CAMPI is convincing the government and their principals to convert the country into a vehicle manufacturing hub...

This is laudable because this is the only way to go for CAMPi and its dying member firms...its not sustainable to just bring in CBU.....why cant they just follow what Toyota and UMC is doing...manufacturing through CKD?

If this plan will push through, many people will benefit...especially the middle class...and of course...the people of Tsikot...

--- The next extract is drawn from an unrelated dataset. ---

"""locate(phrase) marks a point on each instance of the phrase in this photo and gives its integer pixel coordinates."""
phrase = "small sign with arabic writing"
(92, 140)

Do it CAMPI for your own survival.....and for the local auto industry as a whole...

Philippine Star 8-10-07
Automotive investments to reach P100B in 3 years
By Ma. Elisa P. Osorio
Friday, August 10, 2007 Investments in the automotive industry will reach P100 billion in three years time as local players continue to lobby for a more open manufacturing environment.
“We should veer away from importation. The country must be a manufacturing hub for completely knocked down (CKD) units in order to bring in more investments that will help spur economic activity,” Chamber of Automotive Manufacturers of the Philippines Inc. (CAMPI) president Elizabeth H. Lee said yesterday.
At the sidelines of the first ever Philippine Motor Show, Lee said the country must make it easier for car companies to put up vehicle manufacturing plants in the country.
As such, Lee said they will ask the government for fiscal and non fiscal incentives for the construction of new plants and the expansion of existing facilities.
Investments in automotive assembly is currently at P91 billion.
By October, Lee said the draft for the Market Expansion Program (MEP) will be presented. The MEP, which will be a government program, aims to help the country boost the industry.
“This is a perfect opportunity for us to develop our industry. Thailand, which produces most vehicles, is encountering problems,” Lee explained. “If we sit and do nothing Vietnam will overtake us,” she added.
Lee stressed that the Philippine market is a growing market with auto sales expected to breach the 100,000 mark this year.
Under the MEP, the industry will ask the government for tax perks in order to help encourage the local vehicle manufacturing industry. “We will ask for fiscal and non fiscal incentives to help make the manufacturing environment at par with other countries,” Lee noted.
According to her, CAMPI will ask for an Executive Order that will probably ease the excise tax imposed on vehicles.
For Lee, the country must retain current manufacturing plants and introduce new models that will be assembled locally in order to spur economic activity in the country.
“We now have the market expansion program that aims to lower the cost of vehicles to make it affordable to more people,” Lee noted.
Selling cheaper vehicles, Lee explained entails lowering the cost of manufacturing which can be done by assembling cars locally instead of importing completely build up (CBUs) units from neighboring ASEAN nations like Thailand.
“We have to tell the car companies to look at the Philippines as a low cost manufacturing zone,” she said.
The expansion program aims to increase the consumer base in the country in order to make it an attractive destination to more foreign car makers.
“CAMPI is actively involved in laying down the groundwork, in terms of policy and regulatory framework, to prepare the local industry in facing the emerging environment and ensure industry’s growth in-step with future growth and developments,” Lee said.